Silence and stillness and solitude. These are the gifts of winter and darkness that I was reminded of at a recent workshop. These are the gifts that I have been preaching to my clients and co-workers about in recent weeks, as a reframe of this cold, dreary season. These are the gifts I have been craving and yet, have found in short supply.

Yet, here I am, on the dawn of 2019, soaking them in. I could not be more ecstatic.

It’s not as if I don’t likewise appreciate the noise, movement, and companionship that is the majority of my life these days. In truth, I spent ten full minutes simply soaking in the noise of my eight-month-old daughter’s laughter and breathing and attempts to communicate just earlier this evening. I took it as a mindfulness of sound practice and simply tried to receive the resonance of her musings, to my awe and gratitude. And, outside of the movement entailed in getting everything accomplished in my day to day, I am increasingly more grateful for my ability to move for the sake of moving. In the past few months I have revisited rock climbing as an entertaining way to engage in healthy and purposeful movement. And, I love it. I love feeling strong in a way I haven’t felt in years. I get energized by watching myself learn to navigate harder and harder routes and to feel the success of completing them. Just as Galway Kinnell reminds us, “sometimes it is necessary to reteach a thing its loveliness”; I feel this movement has retaught me the loveliness of being embodied. Regarding companionship, anyone who knows me knows that I love companionship.. connection.. people. I have a high social instinct and crave relationships of all sorts.

Noise, movement, and companionship.

All of these things are good and beautiful and necessary. And, interestingly enough, none of these things require much, if any, effort or intentionality to incorporate into my life. They just happen.. living , at least living my life in my world, is essentially loud, and busy, and full of interactions with other beings. As such, I rarely need to long for such things.

I do indeed long for their opposites, however. I have to work much harder to create space and time for silence, stillness, and solitude. And when I do so, I find a welcome respite. In slowing down and coming back to center I tend to begin to notice the ways I have become disconnected from myself and my vision. I remember what it feels like to be a companion to myself and to check-in with how I am actually doing.

In this space I can truly pause and consider, “how do I feel about where my life is at right now?”, “how am I doing as a mom? a chaplain? a wife? a person?”, “what do I want more of? less of?”, “what am I orienting to?”. In this space I can learn how to reacquaint myself with the needs and desires of my body, mind, and spirit.

I often start individual Spiritual Care sessions by asking my clients to go inward and ask themselves, “What within you is wanting time and attention today?

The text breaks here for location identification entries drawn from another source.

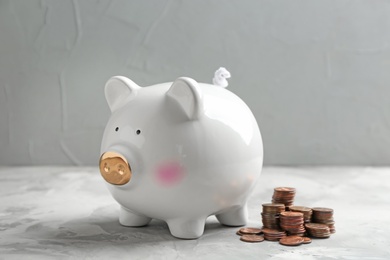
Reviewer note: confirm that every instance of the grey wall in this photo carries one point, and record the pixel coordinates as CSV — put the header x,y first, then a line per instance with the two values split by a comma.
x,y
315,73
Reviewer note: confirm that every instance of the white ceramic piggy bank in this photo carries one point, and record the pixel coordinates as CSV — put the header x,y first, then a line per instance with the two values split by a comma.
x,y
179,152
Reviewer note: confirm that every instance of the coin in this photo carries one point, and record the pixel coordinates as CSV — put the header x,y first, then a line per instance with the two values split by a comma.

What is wanting to be voiced or validated? Wondered about or explored”. I am just now realizing how rarely I ask myself those same questions.. how rarely I make the time to sit with myself long enough to listen.

Some people say that how you start the New Year foretells how you will spend it. If that means that 2019 for me is going to entail more silence, stillness, and solitude… and perhaps more mint-oreo ice cream enjoyed in comfy chairs, then so be it. I accept. And, I suppose, that is exactly what 2019 will bring if I live intentionally and create the space for it.

That right there is perhaps the best and hardest gift today, that I in fact have the power to decide what sort of year I want it to be.

And so it is with you. Thank goodness!

From my heart to yours, I wish an intentional New Year to you each!